After this operation, /dev/clonedProduct and /dev/product will co-exist and is actually two block-devices, however there actually point to the same underlying part of mmcblk0

Also, I’ve already written everything in ampart’s doc and I think you misunderstood the arguments.

ampart [reserved/emmc] ([partition] ...) ([option [optarg]]...) 

--clone, --snapshot are in-positional arguments (options) that can be placed anywhere
[reserved/emmc] ([partition[...) are positional arguments, the first of the positional arguments is always parsed as path to emmc/reserved/dump images of them, the second onward are always parsed as partitions.
In your case, --clone enabled clone mode, but ‘product:4462M:128M:1’ is parsed as the path to emmc/reserved/dumped images, and ampart failed to open it as it does not exist. --snapshot enabled snapshot, ampart will early-quit after it prints the snapshots. So --clone does not work here, as the partitions arguments won’t be parsed (new partitions will only be parsed after a check of snapshot mode).

There’s three main modes in ampart: normal mode, clone mode and update mode

In normal mode you re-partition the emmc just like a new one, like you how use fdisk/ GNU/parted. ampart will try its best to preserve the reserved partitions (bootloader, reserved, env, misc, logo), and do some insertion optimization so all these reserved partitions will be placed at the beginning of the emmc, and migrates them for you. Infos in partition arguments can be incomplete and will be auto-set by ampart.

ampart /dev/mmcblk0 data:::

This command puts a big chunky data partition on emmc, and optimises the layout so you can utilize as much as disk space as you like

In clone mode (enabled with --clone), partitions should be set explictly, no optimization is done, ampart treats the partition arguments as-is. All details about a partition must be set by user. Has auto-migration in case location of reserved partitions are changed. The output of snapshot mode is a valid input for this mode, thus making reverting partition table easy and possible.
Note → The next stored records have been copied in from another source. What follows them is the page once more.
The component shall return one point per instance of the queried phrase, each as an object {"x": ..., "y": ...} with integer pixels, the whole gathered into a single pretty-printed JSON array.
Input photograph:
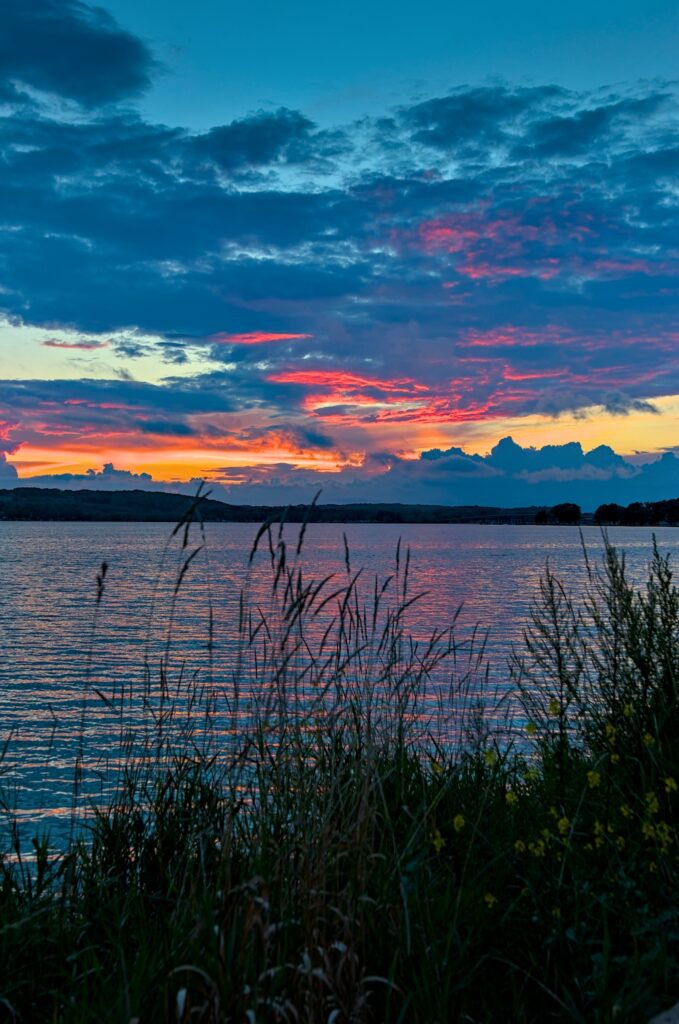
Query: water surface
[{"x": 59, "y": 650}]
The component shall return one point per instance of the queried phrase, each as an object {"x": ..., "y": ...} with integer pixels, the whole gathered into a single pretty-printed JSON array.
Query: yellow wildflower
[
  {"x": 664, "y": 836},
  {"x": 437, "y": 841}
]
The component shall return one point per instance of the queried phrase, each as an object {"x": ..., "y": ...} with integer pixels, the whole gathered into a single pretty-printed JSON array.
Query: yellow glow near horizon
[{"x": 172, "y": 460}]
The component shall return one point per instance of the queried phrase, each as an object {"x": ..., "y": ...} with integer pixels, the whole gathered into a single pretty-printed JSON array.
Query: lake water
[{"x": 57, "y": 648}]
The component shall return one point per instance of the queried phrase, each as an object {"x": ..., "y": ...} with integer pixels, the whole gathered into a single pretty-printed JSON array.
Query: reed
[{"x": 361, "y": 829}]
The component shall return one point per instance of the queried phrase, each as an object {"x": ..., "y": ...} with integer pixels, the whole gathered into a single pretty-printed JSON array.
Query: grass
[{"x": 342, "y": 838}]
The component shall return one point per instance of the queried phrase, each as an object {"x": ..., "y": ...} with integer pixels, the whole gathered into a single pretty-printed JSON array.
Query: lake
[{"x": 57, "y": 647}]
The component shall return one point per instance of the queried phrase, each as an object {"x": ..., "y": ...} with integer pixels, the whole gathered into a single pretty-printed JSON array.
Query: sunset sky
[{"x": 355, "y": 247}]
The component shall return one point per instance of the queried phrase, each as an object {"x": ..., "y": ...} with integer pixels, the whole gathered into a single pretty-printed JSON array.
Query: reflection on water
[{"x": 57, "y": 656}]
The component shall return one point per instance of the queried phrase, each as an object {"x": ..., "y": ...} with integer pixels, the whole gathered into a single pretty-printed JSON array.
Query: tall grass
[{"x": 347, "y": 835}]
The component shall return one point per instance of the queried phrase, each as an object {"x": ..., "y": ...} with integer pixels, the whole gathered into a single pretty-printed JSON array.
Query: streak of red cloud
[
  {"x": 255, "y": 338},
  {"x": 340, "y": 380}
]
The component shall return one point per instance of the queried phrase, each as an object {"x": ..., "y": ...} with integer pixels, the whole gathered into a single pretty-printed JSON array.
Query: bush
[{"x": 352, "y": 852}]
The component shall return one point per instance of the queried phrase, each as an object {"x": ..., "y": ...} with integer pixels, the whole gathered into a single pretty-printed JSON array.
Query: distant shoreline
[{"x": 49, "y": 504}]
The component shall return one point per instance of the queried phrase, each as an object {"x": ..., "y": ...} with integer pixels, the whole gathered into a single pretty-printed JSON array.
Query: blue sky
[
  {"x": 282, "y": 251},
  {"x": 339, "y": 61}
]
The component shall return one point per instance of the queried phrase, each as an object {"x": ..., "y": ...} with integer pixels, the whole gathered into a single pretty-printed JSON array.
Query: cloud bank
[{"x": 483, "y": 255}]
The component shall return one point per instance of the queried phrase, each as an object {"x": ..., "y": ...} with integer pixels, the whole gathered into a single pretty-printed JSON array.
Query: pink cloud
[{"x": 255, "y": 338}]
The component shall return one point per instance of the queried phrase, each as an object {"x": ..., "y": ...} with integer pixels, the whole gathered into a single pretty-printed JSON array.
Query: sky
[{"x": 395, "y": 254}]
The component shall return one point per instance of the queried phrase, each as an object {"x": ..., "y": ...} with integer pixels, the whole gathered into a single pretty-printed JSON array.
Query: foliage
[{"x": 364, "y": 846}]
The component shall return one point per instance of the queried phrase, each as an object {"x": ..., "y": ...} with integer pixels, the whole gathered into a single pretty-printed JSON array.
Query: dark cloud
[
  {"x": 7, "y": 471},
  {"x": 577, "y": 133},
  {"x": 263, "y": 138},
  {"x": 473, "y": 115},
  {"x": 492, "y": 253},
  {"x": 73, "y": 49}
]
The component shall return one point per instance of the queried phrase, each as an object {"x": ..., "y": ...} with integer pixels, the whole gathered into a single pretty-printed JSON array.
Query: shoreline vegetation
[
  {"x": 92, "y": 505},
  {"x": 341, "y": 839}
]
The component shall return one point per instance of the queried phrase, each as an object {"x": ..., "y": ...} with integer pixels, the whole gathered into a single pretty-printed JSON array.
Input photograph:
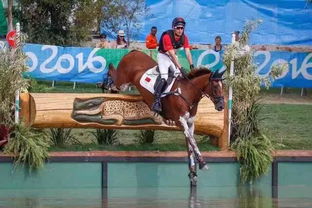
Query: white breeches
[{"x": 164, "y": 62}]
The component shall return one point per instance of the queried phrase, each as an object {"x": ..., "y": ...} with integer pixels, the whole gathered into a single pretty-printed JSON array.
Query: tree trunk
[{"x": 10, "y": 16}]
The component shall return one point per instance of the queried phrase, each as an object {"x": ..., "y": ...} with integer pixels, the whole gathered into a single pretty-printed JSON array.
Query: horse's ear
[{"x": 217, "y": 75}]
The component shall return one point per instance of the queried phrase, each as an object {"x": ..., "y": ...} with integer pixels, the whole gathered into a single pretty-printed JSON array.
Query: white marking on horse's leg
[
  {"x": 191, "y": 163},
  {"x": 190, "y": 123},
  {"x": 183, "y": 120},
  {"x": 124, "y": 87}
]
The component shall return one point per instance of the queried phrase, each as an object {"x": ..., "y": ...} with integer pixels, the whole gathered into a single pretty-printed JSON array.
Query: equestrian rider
[{"x": 169, "y": 41}]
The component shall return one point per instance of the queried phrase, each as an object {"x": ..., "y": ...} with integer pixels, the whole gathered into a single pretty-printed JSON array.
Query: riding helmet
[{"x": 178, "y": 21}]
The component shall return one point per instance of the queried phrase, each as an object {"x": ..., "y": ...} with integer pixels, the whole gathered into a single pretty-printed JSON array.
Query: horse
[{"x": 180, "y": 105}]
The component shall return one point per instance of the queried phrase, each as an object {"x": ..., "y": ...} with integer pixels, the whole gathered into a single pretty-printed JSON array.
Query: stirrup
[{"x": 157, "y": 106}]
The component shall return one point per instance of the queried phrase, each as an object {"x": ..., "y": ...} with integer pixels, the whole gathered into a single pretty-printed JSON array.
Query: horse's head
[{"x": 215, "y": 90}]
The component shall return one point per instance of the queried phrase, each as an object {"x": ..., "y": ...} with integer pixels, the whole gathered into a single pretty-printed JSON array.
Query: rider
[{"x": 166, "y": 57}]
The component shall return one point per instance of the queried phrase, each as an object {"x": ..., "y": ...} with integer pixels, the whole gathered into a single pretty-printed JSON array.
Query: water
[{"x": 159, "y": 197}]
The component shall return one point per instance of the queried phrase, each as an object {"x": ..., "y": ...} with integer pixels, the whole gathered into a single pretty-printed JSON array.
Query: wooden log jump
[{"x": 112, "y": 111}]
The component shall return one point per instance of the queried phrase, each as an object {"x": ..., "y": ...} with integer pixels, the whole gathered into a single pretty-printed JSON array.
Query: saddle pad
[{"x": 148, "y": 80}]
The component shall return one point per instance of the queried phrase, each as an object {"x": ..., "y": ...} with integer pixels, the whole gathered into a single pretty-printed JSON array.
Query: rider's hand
[
  {"x": 183, "y": 72},
  {"x": 192, "y": 66}
]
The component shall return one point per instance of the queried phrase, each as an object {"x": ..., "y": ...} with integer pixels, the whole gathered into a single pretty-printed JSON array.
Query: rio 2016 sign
[{"x": 90, "y": 64}]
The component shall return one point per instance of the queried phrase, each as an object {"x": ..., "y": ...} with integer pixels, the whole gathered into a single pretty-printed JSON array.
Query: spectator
[
  {"x": 237, "y": 35},
  {"x": 121, "y": 41},
  {"x": 104, "y": 43},
  {"x": 218, "y": 46},
  {"x": 151, "y": 39}
]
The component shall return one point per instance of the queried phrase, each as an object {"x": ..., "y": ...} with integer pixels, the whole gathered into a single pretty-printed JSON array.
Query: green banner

In update mode (enabled with --update), you can select partitions and do operations on them, you can adjust their name, offset, size, mask, and delete or clone them. No insertion optimization, still has auto-migration. Without selector, partition argument works like normal mode and will create new partitions.
A command like this will achive a same partition layout like what ceemmc would do:

ampart --update /dev/mmcblk0 ^-1:::-512M: ^-1%:CE_STORAGE CE_FLASH:::

ampart is not a feature of EmuELEC, it’s a full blown partition tool just like fdisk, GNU/parted, cfdisk, etc that’ll work on Amlogic’s proprietary emmc partition format. It’s not limited to be used on EmuELEC only, it works on therotically any Linux device that runs on Amlogic SoC, but I chose to officially support it on EmuELEC because I love EmuELEC. It even works on those don’t, with dumped images.

It has its own grammer that makes it more script-friendly than GNU/parted in script mode, check aminstall, a new installation script that utilizes it, and the lines that invoke ampart, you’ll know its powerfullness.

It’s never limited to be just something you call it with aminstall. No, I wrote ampart first. Then I wrote aminstall since I love EmuELEC and hate the situation that no good installation to internal methods are available anymore. With ampart you can 100% utilize your emmc just like what you want for a disk on real Linux machines. The installation script just hides it from the sight of users.